The three leading US indices closed higher on Tuesday after Monday's liquidation.

Late Monday, US President Donald Trump announced that tariffs of 10% on 200 billion US dollars (277 billion Australian dollars) from China would come into force next week.

China reacted Tuesday by revealing 10% of rights on about 60 billion US dollars of US products, also from 24 September.

"Initially, they were talking about rates in the range of 20 to 25% and they were reduced to 10%," said Stephen Massocca, senior vice president at Wedbush Securities in San Francisco. "Maybe these numbers will not be as bad as we originally thought.

"There is much more pressure on the Chinese to reach an agreement than on the United States," said Massocca.

New technologies have been bolstered by the announcement that the maker of Apple gadgets and Fitbit fitness would escape tariffs. Apple's shares closed up 0.2% while Fitbit shares rose 6.4%.

Trade-sensitive manufacturers gained ground with Boeing Co finishing up 2.1%. The aircraft manufacturer, the largest US exporter to China, led the Dow Jones Industrial Average.

Nike also strengthened the benchmark while Telsey Advisory Group raised its price target. The stock reached a historic high, up 2.4%.

The Dow Jones Industrial Average advanced Tuesday by 184.84 points, or 0.71%, to 26,246.96, the S & P 500 15.51 points, or 0.54%, to 2,904.31 and the Nasdaq Composite added 60.32 points, or 0.76%, to 7,956.11.

Consumer discretionary was the best performing of the top 11 S & P 500 sectors, up 1.3%.

The energy sector grew 0.7% as crude oil prices mounted signs that OPEC was unwilling to increase production to cope with the contraction in Iranian supplies.

Among the losers, Tesla sank 3.4 percent after announcing that it had received a request for US Justice Department documents regarding public statements by chief executive Elon Musk on the privatization of the company.

Insurer Marsh & McLennan slid 4.0% in its announcement to buy UK insurance and reinsurance broker Jardine Lloyd Thompson for US $ 5.7 billion.

Defensive groups lagged behind, as consumer staples lost 0.4%. General Mills dropped 7.6% after missing analysts' quarterly sales estimates, pushing shrinking packaged food stocks by almost 26%.

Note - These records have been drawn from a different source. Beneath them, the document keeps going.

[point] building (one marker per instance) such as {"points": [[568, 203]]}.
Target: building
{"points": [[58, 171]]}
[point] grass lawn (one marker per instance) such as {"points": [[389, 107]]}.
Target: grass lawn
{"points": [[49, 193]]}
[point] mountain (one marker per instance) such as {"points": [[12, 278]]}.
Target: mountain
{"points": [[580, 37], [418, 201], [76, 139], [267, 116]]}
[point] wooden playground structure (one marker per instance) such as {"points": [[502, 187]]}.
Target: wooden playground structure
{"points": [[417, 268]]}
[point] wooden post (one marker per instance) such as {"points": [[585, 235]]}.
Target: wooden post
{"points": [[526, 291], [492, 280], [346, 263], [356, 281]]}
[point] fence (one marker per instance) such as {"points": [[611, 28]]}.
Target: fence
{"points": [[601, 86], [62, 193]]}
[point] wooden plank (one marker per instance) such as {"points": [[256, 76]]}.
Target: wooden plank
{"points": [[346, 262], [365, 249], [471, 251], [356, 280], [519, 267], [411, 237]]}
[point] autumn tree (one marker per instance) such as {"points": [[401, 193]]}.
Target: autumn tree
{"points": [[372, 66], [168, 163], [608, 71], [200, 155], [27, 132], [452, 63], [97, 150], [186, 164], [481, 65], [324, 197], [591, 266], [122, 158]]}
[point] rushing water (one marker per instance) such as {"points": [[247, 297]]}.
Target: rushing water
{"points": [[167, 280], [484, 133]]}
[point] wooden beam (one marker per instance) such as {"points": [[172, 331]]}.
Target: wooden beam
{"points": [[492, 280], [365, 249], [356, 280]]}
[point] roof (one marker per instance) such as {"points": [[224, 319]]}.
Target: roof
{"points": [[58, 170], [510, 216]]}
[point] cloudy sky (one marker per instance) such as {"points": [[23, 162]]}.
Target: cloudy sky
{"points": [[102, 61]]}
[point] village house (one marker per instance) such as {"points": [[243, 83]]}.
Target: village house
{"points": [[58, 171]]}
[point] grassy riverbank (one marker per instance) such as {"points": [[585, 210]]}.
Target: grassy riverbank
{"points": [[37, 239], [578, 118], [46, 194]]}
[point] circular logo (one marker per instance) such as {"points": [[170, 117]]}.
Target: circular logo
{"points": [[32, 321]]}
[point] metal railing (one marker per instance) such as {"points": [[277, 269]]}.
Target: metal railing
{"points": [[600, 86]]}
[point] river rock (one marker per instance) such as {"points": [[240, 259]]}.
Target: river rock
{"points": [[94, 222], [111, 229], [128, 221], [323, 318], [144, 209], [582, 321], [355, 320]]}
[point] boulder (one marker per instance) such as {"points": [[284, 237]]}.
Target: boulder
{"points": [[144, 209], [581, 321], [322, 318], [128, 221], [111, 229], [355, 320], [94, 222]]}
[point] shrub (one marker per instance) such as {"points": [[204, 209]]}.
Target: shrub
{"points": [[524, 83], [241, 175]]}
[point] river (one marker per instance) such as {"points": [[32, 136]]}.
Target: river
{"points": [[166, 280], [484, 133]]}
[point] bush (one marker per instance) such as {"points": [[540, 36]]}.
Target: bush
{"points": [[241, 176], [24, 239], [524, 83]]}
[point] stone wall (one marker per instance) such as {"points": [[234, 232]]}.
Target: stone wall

The progression of the problems is higher than that of the securities falling on the New York Stock Exchange by a ratio of 1.35 to 1; on the Nasdaq, a ratio of 1.42 to 1 favored advances.

The S & P 500 recorded 39 new 52-week highs and three new lows; The Nasdaq Composite recorded 58 new highs and 83 new lows.

The volume on the US stock exchanges was 6.39 billion shares, compared to the average of 6.20 billion for the full session of the last 20 trading days.